For example, a few short minutes before I sat down to write this post, I hear screaming and crying from my sons downstairs. Apparently, someone has their hand stuck in the toilet. I'm pretty sure this isn't possible, so I casually walk down the stairs feeling extremely huffy that my moment of inspiration is being disrupted.
It's true. You can get a five-year-old hand stuck in the toilet all the way up to his wrist. It took me 15 minutes to get it unstuck through lots of crying, my other son yelling "Call 911! Call 911!," and the dog trying to drink out of the toilet during the extraction. I didn't even ask what he was digging for when it was over. I just shouted for him to pull up his pants and wash his hands. Toilet diving is disgusting. DISGUSTING!
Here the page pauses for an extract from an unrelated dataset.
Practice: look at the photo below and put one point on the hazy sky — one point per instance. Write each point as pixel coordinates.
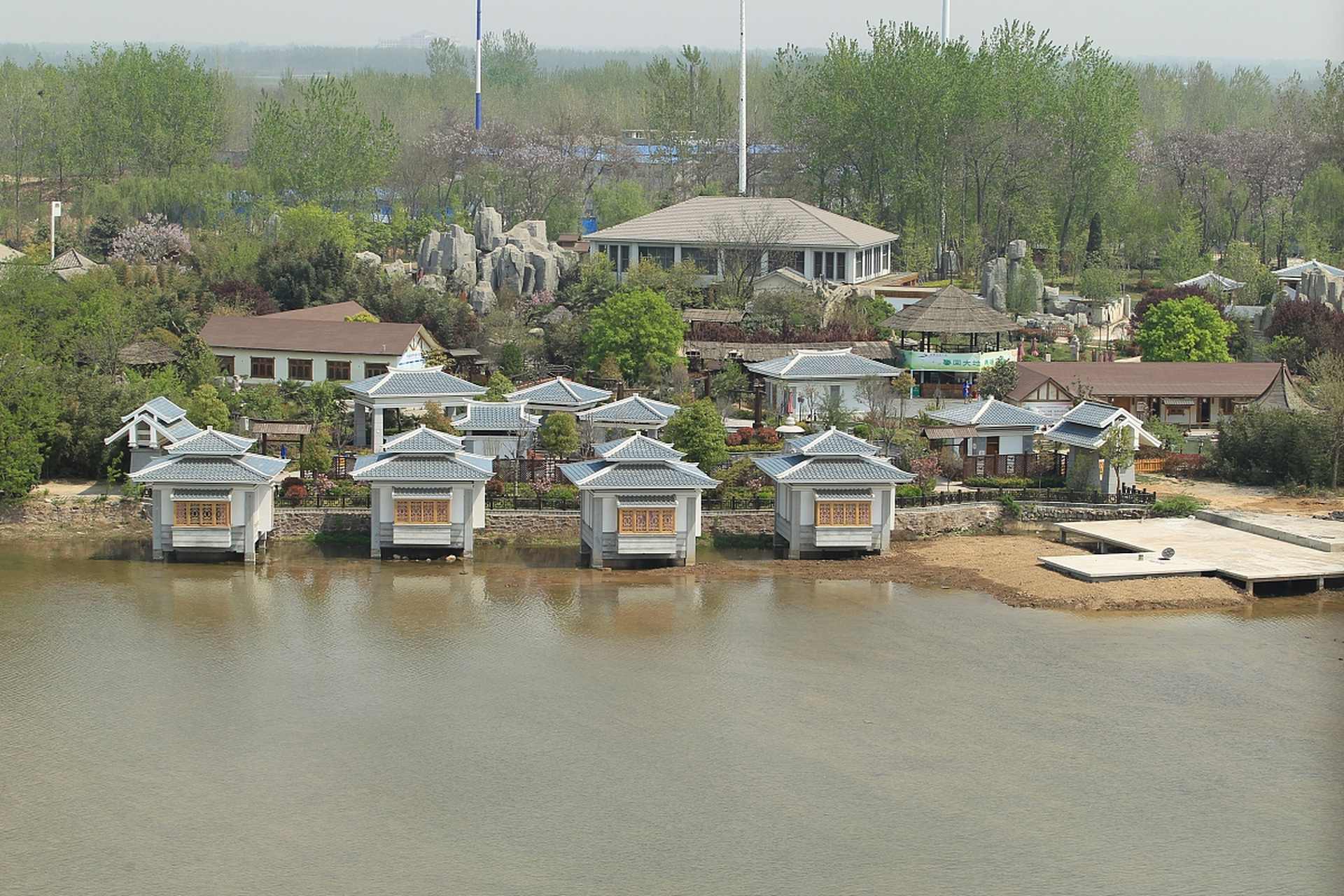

I also threw out my lower back last weekend on a float trip. I wasn't even drinking, friends. I'm just old. I had finished an extremely aggressive slippery log balancing duel (yes, people do this on the river!) and, as I rested on the raft after my victory, I reached out to grab my hat and BAM. Lower back spasm. I can't sit very well or roll over in bed, but I can still fish out a fat hand from the toilet. My muscles are starting to cramp as I write this, but I'm a tough writer, crazy mom, log-dueling champion. Tough as dirty rusted nails, I am.
I will also be unplugging in a few short hours at a lovely cabin by the water. Technology is too much sometimes. I've spent my morning gearing up for the relaxation---downloading new songs to my iPod and books to my Kindle, posting yummy recipes on Pinterest, and commenting on every one's posts and pictures on Facebook. I didn't tweet because I still don't get it. I'm also updating my blog in case I get so relaxed I don't write for another month. It happens. I don't always relax well, but I'm bound and determined to give it another shot.
My mantra for this summer is to not take myself so seriously. I'm going to suck at something, sometimes, some days. Writing, parenting, wife-ing, relaxing, working, friending. I'm up as much as I'm down on these things. Life still moves on. It's a much better ride if I can just enjoy it.